Welkom en stand van zaken
Na een welkom door lector Werken in Justitieel Kader, Vivienne de Vogel, beet Renée Henskens, sinds afgelopen oktober projectleider, het spits af. Ze gaf een korte terugblik op de eerste jaren van het onderzoek, waarin we drie deelprojecten uitvoerden. Het eerste deelproject waarin het concept werkalliantie is geïntroduceerd en de werkalliantiemonitor ontwikkeld. Het tweede deelproject waarin de meerwaarde van het gebruik van de monitor in reclasseringscontext is getoetst en het derde deelproject waarin de meerwaarde van het gebruik in de domeinen maatschappelijke opvang, arbeidsintegratie, schuldhulpverlening en jeugd is getoetst.

We zijn inmiddels in het laatste jaar van het onderzoeksproject Werkalliantie in (semi) gedwongen kader. Het onderzoek loopt op schema; we zijn momenteel bezig met een analyse van de resultaten; het laatste deelproject (4). Vervolgens gaan we aan de slag met een uitrol van producten naar werkveld en onderwijs. We ronden het project af met een eindcongres in september

Producten
Een aantal van onze producten zal bestaan uit proefschriften, publicaties en presentaties.
Zo is Anneke Menger gepromoveerd op het concept werkalliantie en de ontwikkeling van de alliantiemonitor (deelproject 1). Daaruit zijn twee nieuwe promotie-onderzoeken ontstaan: een onderzoek naar verschillende dadergroepen bij de reclassering en verschillen in werkalliantie-kenmerken van Widya de Bakker en een onderzoek naar het effect van de kwaliteit  van de werkalliantie op recidive.

Het proefschrift van Anneke Menger wordt momenteel omgevormd naar een publieksversie, dat in de loop van dit jaar verschijnt. Een publicatie over deelproject 2 (het toetsen van de meerwaarde van gebruik van de monitor in  het domein reclassering) staat op stapel evenals een publicatie per domein over het toepasbaar maken van de monitor in deze domeinen (maatschappelijke opvang, arbeidsintegratie en schuldhulpverlening). Presentaties geven we op verzoek en onder meer bij het jaarlijkse reclasseringscongres.

Vanaf deze maand starten we ook met de ontwikkeling van producten die praktisch toepasbaar zijn in onderwijs en praktijk. Dit doen we samen met een werkgroep waarin professionals uit de diverse domeinen vertegenwoordigd zijn.

Het eerste product, het whiteboardfilmpje over het concept werkalliantie, is al klaar. Verder denken we aan een infographic met de onderzoeksresultaten, een aantal weblectures/minihoorcolleges op internet, een spel, een lvb-vriendelijke werkalliantiemonitor, een aantal filmpjes en een vernieuwde website. Mogelijk gaan we ook aan de slag met de Dialogue Trainer: een voor professionals en studenten interactieve manier om cliëntgesprekken te oefenen.
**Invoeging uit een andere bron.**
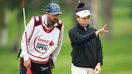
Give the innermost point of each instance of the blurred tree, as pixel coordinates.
(107, 11)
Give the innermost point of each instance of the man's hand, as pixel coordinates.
(102, 30)
(27, 63)
(98, 68)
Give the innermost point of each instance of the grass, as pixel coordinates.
(116, 51)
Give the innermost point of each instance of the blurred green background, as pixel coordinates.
(117, 49)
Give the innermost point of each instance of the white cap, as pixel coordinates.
(83, 13)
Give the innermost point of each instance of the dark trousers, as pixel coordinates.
(37, 68)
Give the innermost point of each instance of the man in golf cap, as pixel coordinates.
(87, 49)
(41, 41)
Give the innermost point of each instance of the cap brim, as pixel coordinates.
(83, 13)
(55, 13)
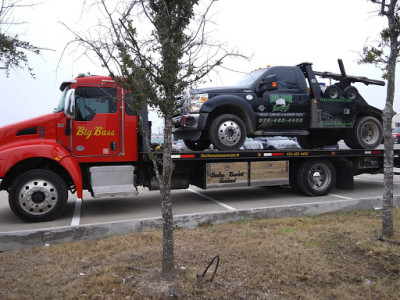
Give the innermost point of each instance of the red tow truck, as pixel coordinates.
(91, 142)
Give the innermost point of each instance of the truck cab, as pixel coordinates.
(90, 141)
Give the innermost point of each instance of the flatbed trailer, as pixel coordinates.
(310, 172)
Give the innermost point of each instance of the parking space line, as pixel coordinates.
(76, 218)
(343, 197)
(213, 200)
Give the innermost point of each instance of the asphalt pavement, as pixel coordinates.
(96, 218)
Implementatie in werkveld en onderwijs
Vervolgens gingen Coriene Pot (Leger des Heils) en Lonieke Casteleijn (de Tussenvoorziening) met behulp vaneen digitale tool, de mentimeter, met de aanwezigen in gesprek over de wijze waarop de werkalliantie en de monitor geïmplementeerd kunnen worden in werkveld en onderwijs.

Download hieronder een pdf van de mentimeteruitkomsten op Vraag 1: Wat heb jij nodig als professional om de werkalliantie/monitor te introduceren in het werkveld? en Vraag 2: Welke ideeën komen bij jou op n.a.v. de eerste vraag en hoe kunnen we je daarbij ondersteunen? 

Reacties vanuit de zaal bij het bespreken van de antwoorden op vraag 1:

  • In teams resultaten van het onderzoek en best practices laten zien. En zo laag mogelijk implementeren.
  • De monitor toegankelijker maken als instrument. Niet alleen voor LVB, maar ook voor anderstaligen en überhaupt voor iedere professional
  • Werkalliantie blijft een lastig begrip
  • Iedereen bekender maken met concept werkalliantie
  • Creëren van besef bij medewerkers moet ook vanuit het management gedragen worden. Maar niet opgelegd.
  • Onderzoeksresultaten die aantonen dat reflectie op werkalliantie werkt, zijn belangrijk. Management moet erachter staan; dan implementeren. Niet verplichtend.
  • Wat is de onderliggende onderbouwing van vragen uit de monitor, wanneer zet je hem in, wat is de relevantie?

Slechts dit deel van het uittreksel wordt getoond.